Damit ein Pharmaunternehmen Patienten ein neues Medikament zur Verfügung stellen können, müssen sie vorher für ihr Präparat einen Zulassungsantrag stellen und dann einen speziellen Prozess durchlaufen. Je nachdem, auf welchem Markt das neue Medikament eingeführt werden soll, variiert dieser Zulassungsprozess. 

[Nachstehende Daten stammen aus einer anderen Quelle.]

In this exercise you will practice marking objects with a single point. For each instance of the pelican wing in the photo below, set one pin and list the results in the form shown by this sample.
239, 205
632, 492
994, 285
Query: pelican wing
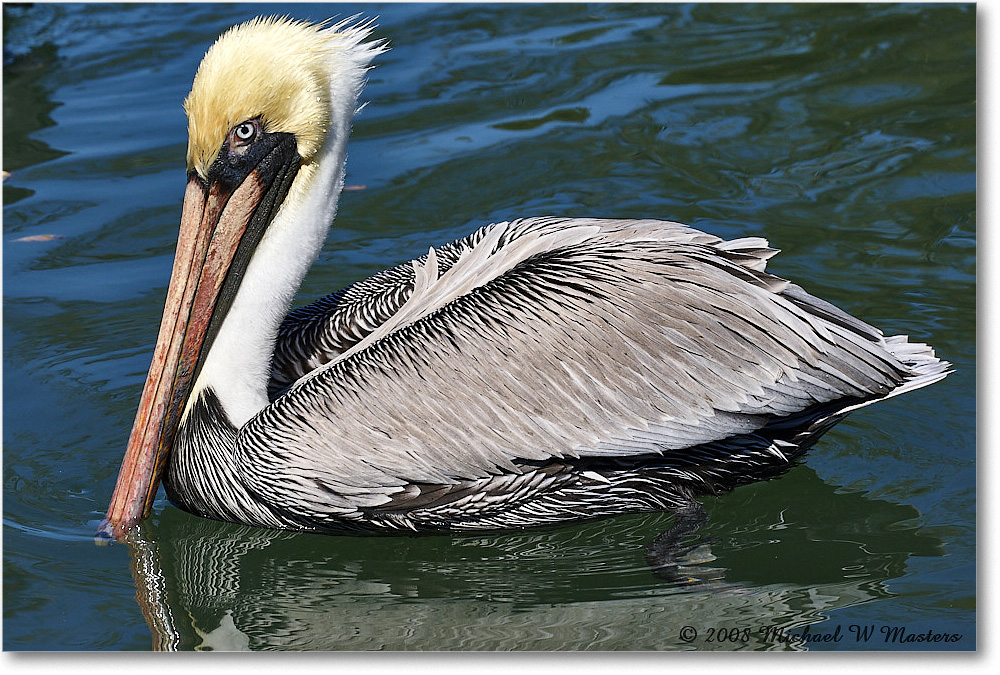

Um in der EU ein neues Medikament bereitstellen zu können, muss ein Zulassungsantrag entweder bei einer nationalen Behörde wie dem Bundesinstitut für Arzneimittel und Medizinprodukte und dem Paul Ehrlich Institut oder bei der Europäischen Arzneimittelagentur (European Medicines Agency, kurz EMA) gestellt werden. 1

Die EMA sitzt in London und hat die Aufgabe, die Gesundheit von Mensch und Tier durch die Beurteilung und Überwachung von Human- und Tierarzneimitteln zu schützen und zu fördern.2

Außerdem ist sie für die Förderung von Innovation und Forschung in der pharmazeutischen Industrie zuständig. Dafür bietet sie den Unternehmen beispielsweise eine wissenschaftliche Beratung und Unterstützung bei der Durchführung von klinischen Studien an.2

Alles muss stimmen

Beim zentralen Zulassungsverfahren kommt dem Ausschuss der EMA für Humanarzneimittel (Committee for Medicinal Products for Human Use, kurz CHMP), eine besondere Rolle. Er hat die Aufgabe, die Antragsunterlagen wissenschaftlich zu bewerten.3

Dafür nimmt er sich das Dossier zu Hilfe, das vom Unternehmen zu dem neuen Medikament eingereicht wurde und prüft die Studien-Daten. Dabei schaut das Komitee, ob die Qualität, die Wirksamkeit und die Unbedenklichkeit einschließlich der Umweltverträglichkeit des Medikaments vorgegebenen Kriterien wie Wechselwirkungen und Dosierung.3

Auf das Gutachten kommt es an

Im CHMP sind Wissenschaftler aus allen Zulassungsbehörden der EU tätig. Deutschland ist beispielsweise mit Mitgliedern des Bundesinstituts für Arzneimittel und Medizinprodukte (BfArM) vertreten.3

Pro Zulassungsantrag werden zwei Wissenschaftler des CHMP als sogenannter Rapporteur und Co-Rapporteur (Berichterstatter) ernannt. Sie leiten die Überprüfung des Dossiers und erstellen einen Bericht, den sogenannten Assessment Report.3

Dieser wird von anderen Mitgliedsländern des CHMP kommentiert, sodass im Anschluss ein Gutachten erstellt werden kann, das eine positive oder negative Empfehlung zur Zulassung enthält.3

Das heißt, mit dem Gutachten gibt der CHMP sein pro oder contra für die Einführung eines neues Medikament. Seine Empfehlung stellt die Basis für die eigentliche Zulassung dar und ist damit von großer Bedeutung. 

Finale Zulassung

Hat das CHMP eine positive Empfehlung für ein neues Medikament ausgesprochen, kommt es in der Regel zur Zulassung des neuen Produktes. Diese wird durch die europäische Kommission für den gesamten europäischen Wirtschaftsraum erteilt. Die Zulassung ist für fünf Jahre gültig, kann aber verlängert werden. Dafür ist eine erneute Überprüfung des Medikaments fällig.3

Den ganzen Zulassungsprozess findest Du auch hier noch einmal im Video.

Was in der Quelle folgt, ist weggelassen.